SW (and JB) have the cost advantage and (because the product is for many people competitive) pricing power also. Look at yields on UAL routes out of ORD where SW competes from MDW and where they do not.

HOWEVER -- I also agree, that a good chunk of people are prepared to pay a reasonable premium -- whether it be for lounges, roomier seat, etc etc. But, UAL has to bring its costs down to a level where that price premium matches what people VALUE. The concept of value has been entirely missing from network carrier pricing for too long, and JB and SW get this. Now, the salary and wage cuts, leasing cost cuts etc are important, but the key to reaching competitive cost levels is productivity. Southwest is not a low-salary carrier -- it is a low cost carrier because it uses its people and assets (aircraft, gates etc) very productively. In my view, AA's move toward rolling hubs started to get at this -- you can't be cost competitive if some of your most costly assets are unproductive for 15 hours a day. However, UAL is clinging rigidly to old pricing models and planning/scheduling models.
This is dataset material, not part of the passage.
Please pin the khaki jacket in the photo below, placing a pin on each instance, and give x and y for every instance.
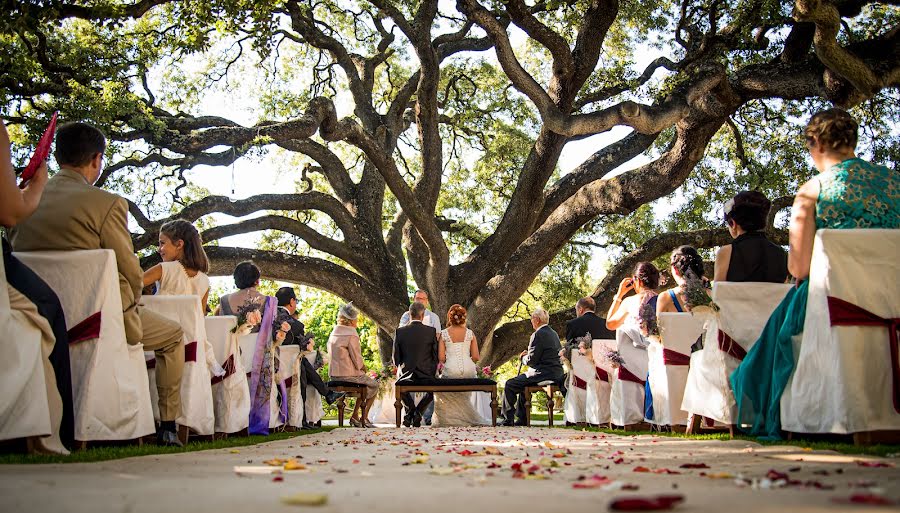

Lastly, UAL won't be able to come up with better ways of pricing the product (or better product design) until they have a proper customer segmentation that truly understands traveler behavior today -- corporate, SOHO, leisure, whether the traveller or a corp travel department does the buying, importance of leisure travel options on business travel decisions etc etc etc et bloody cetera. Having worked with a few airlines not just UAL, I believe the network carriers are miles away from where they need to be in this regard in order to create and deliver a "premium" product that customers value and are willing to pay for. One example -- network planning tools still show that a shorter connect time increases demand. But when was the last time you chose a flight or saw a display based on elapsed time (rather than carrier, arrival or departure time)? And many of the savviest travellers don't want miminum connect times anyway! Who would risk a 1 hr connection from an int'l flight at O'Hare?

Summary -- whether we on this board like it or not, JB and SW deliver a very good, value-for-money product that appeals not just to leisure travelers but a good chunk of biz travelers too. Because of their cost advantage, they can make money at fares that the majors cannot. There is still a market for a "premium" product, but not at the prices the network carriers still want to charge. The challenge for the network carriers is not just cost cutting, but
-- driving up productivity (especially of capital assets)
-- understanding the new travel market, based on a usable behavior-based customer segmentation that reflects the very different world we live in
-- designing and delivering a product (all aspects of the travel service) in a cost effective way that meets the demands of target customer segments (don't try to be all things to all people)
-- a pricing strategy where people feel they get value for what they pay for, and don't feel fleeced
-- a distribution strategy that doesn't just pump out discounted air fares in every conceivable channel. E.g., most airlines are just starting to think about the possibilities of upselling

I.e., pretty much a new business model -- revenue side as well as cost side. Other than AWA (and they have some distinctive passenger characteristics) I don't think UAL, U, AA, DL, NW or even CO get what they need to do. (I thought CO's recent FF moves showed that they have truly lost it, and many of Gordo's comments reflect this.) Air Tran, SW, JetBle and Frontier have plenty of cherries to pick away at as SW's move into PHL and jetBlue's moves into JFK, IAD, and BOS show.